Ce site abritait la plus grande ville de la région à l’âge du bronze, une cité dix fois plus grande que Jérusalem et protégée par d’immenses murailles de 30 mètres de haut. Les fouilles ont révélé une couche de destruction de 1,5 mètre d’épaisseur, remplie de cendres et de charbon de bois, datant d’environ 1650 av. J.-C. Les objets retrouvés témoignent d’une chaleur inimaginable :
- Des poteries fondues et vitrifiées sur une seule face, comme soumises à un chalumeau à haute température.
- Des briques de boue dont la surface externe s’est transformée en verre, tandis que l’intérieur est resté intact.
- Des céréales instantanément carbonisées dans leurs silos de stockage.
De telles vitrifications nécessitent des températures supérieures à 1900 degrés Celsius, bien au-delà de ce qu’un incendie militaire ou une éruption volcanique peut produire. Les analyses en laboratoire ont confirmé la présence de quartz choqué, de poussière de diamant et d’une forte concentration d’iridium, confirmant l’hypothèse d’une explosion aérienne (un airburst) d’une puissance équivalente à 1000 bombes d’Hiroshima, survenue à environ 4 kilomètres d’altitude.

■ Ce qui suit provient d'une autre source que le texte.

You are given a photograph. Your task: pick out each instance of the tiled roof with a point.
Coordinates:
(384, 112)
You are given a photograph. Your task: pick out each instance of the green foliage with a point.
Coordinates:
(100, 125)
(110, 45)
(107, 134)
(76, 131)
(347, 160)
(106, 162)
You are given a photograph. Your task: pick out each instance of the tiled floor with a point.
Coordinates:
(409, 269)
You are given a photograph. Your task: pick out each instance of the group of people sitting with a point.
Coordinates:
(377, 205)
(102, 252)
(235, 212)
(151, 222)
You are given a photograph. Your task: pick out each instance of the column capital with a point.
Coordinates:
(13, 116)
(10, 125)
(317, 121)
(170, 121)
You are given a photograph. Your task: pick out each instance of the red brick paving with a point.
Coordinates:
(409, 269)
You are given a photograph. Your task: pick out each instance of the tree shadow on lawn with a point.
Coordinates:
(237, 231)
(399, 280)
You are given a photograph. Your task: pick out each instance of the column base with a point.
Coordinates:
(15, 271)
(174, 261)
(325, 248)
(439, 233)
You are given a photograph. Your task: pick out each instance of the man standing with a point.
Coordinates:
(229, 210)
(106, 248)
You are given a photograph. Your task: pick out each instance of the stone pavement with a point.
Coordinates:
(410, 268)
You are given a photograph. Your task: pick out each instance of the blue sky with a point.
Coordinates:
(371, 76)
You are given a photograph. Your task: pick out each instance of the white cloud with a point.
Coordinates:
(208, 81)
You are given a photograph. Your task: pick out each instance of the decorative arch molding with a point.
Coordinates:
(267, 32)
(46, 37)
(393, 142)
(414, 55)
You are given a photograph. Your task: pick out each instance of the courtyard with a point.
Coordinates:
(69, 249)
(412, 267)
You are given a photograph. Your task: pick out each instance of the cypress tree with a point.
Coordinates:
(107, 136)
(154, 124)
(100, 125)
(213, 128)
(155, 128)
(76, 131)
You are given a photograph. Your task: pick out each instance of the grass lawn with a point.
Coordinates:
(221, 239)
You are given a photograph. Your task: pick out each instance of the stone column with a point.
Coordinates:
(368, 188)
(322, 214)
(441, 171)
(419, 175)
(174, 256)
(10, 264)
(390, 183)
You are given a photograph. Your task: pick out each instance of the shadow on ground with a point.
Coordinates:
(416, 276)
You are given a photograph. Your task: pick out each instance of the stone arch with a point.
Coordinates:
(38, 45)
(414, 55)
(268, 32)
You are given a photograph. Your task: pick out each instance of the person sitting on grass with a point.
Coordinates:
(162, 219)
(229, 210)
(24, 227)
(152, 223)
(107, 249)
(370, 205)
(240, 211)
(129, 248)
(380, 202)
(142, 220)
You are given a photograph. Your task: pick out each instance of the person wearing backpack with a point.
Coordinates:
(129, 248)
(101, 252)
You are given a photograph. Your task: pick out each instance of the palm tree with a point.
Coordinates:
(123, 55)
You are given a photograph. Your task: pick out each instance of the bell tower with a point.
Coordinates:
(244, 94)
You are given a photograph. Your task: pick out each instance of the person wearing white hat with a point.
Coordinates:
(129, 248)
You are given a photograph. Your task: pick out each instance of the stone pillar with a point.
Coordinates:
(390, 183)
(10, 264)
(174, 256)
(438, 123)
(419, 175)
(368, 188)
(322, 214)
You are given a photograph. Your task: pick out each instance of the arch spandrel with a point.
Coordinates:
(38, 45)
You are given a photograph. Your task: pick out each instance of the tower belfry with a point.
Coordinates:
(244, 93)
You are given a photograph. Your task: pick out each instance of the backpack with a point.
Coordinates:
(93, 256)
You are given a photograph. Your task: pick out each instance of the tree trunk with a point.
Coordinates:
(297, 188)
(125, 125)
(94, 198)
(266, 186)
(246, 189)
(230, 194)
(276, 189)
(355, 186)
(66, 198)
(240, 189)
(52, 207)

L’onde de choc thermique a également vaporisé une partie de la mer Morte voisine. Le sol de la cité s’est retrouvé saturé en sel (jusqu’à 25 % dans certains échantillons), empoisonnant les terres agricoles et empêchant toute culture dans un rayon de 24 kilomètres pendant six siècles. Ce détail scientifique apporte une explication rationnelle au célèbre récit de la femme de Loth transformée en statue de sel lors de sa fuite.
Une controverse scientifique féroce
Comme toute découverte majeure bousculant les paradigmes établis, les recherches sur Tall el-Hammam ont suscité de vifs débats. En 2021, une étude scientifique majeure soutenant la thèse de l’impact cosmique a été publiée, avant d’être rétractée en avril 2025 à la suite des critiques du physicien Mark Boslough, qui contestait les modélisations de l’explosion et la manipulation de certaines images d’excavation. Cependant, l’équipe de recherche a rapidement republié ses travaux avec de nouvelles données et des modèles informatiques enrichis.
Si le débat reste ouvert pour Tall el-Hammam, d’autres sites confirment la réalité de ces catastrophes cosmiques. Le village d’Abu Hureyra, en Syrie, a été détruit de manière identique il y a 12 800 ans, laissant derrière lui du verre fondu à haute température et de la poussière de diamant sans que cette découverte ne soit contestée.
Enfin, le célèbre disque de céleste de Nebra, découvert en Allemagne et datant de l’âge du bronze, présente des motifs astronomiques (dont les Pléiades) et a été fabriqué avec du cuivre provenant d’une mine située à proximité immédiate de Köfels, reliant ainsi symboliquement les peuples de l’époque à ces événements célestes majeurs.
Un avertissement pour l’avenir
La leçon de ces découvertes dépasse le simple cadre historique. En décembre 2024, un astéroïde de la taille d’un immeuble de 20 étages est passé entre la Terre et nos satellites artificiels. Les astronomes ne l’ont repéré que deux jours après son passage, alors qu’il s’éloignait déjà, car il provenait de la direction du Soleil. Cet objet doit revenir en décembre 2032, l’année même où le courant des Taurides croisera à nouveau notre orbite de manière très rapprochée.
Les récits anciens gravés sur l’argile ou le bronze ne sont pas des fables moralisatrices, mais des témoignages oculaires d’une réalité incontournable : notre environnement spatial est dynamique et dangereux, et la surveillance du ciel reste notre meilleure défense pour éviter de partager le destin des cités de la mer Morte.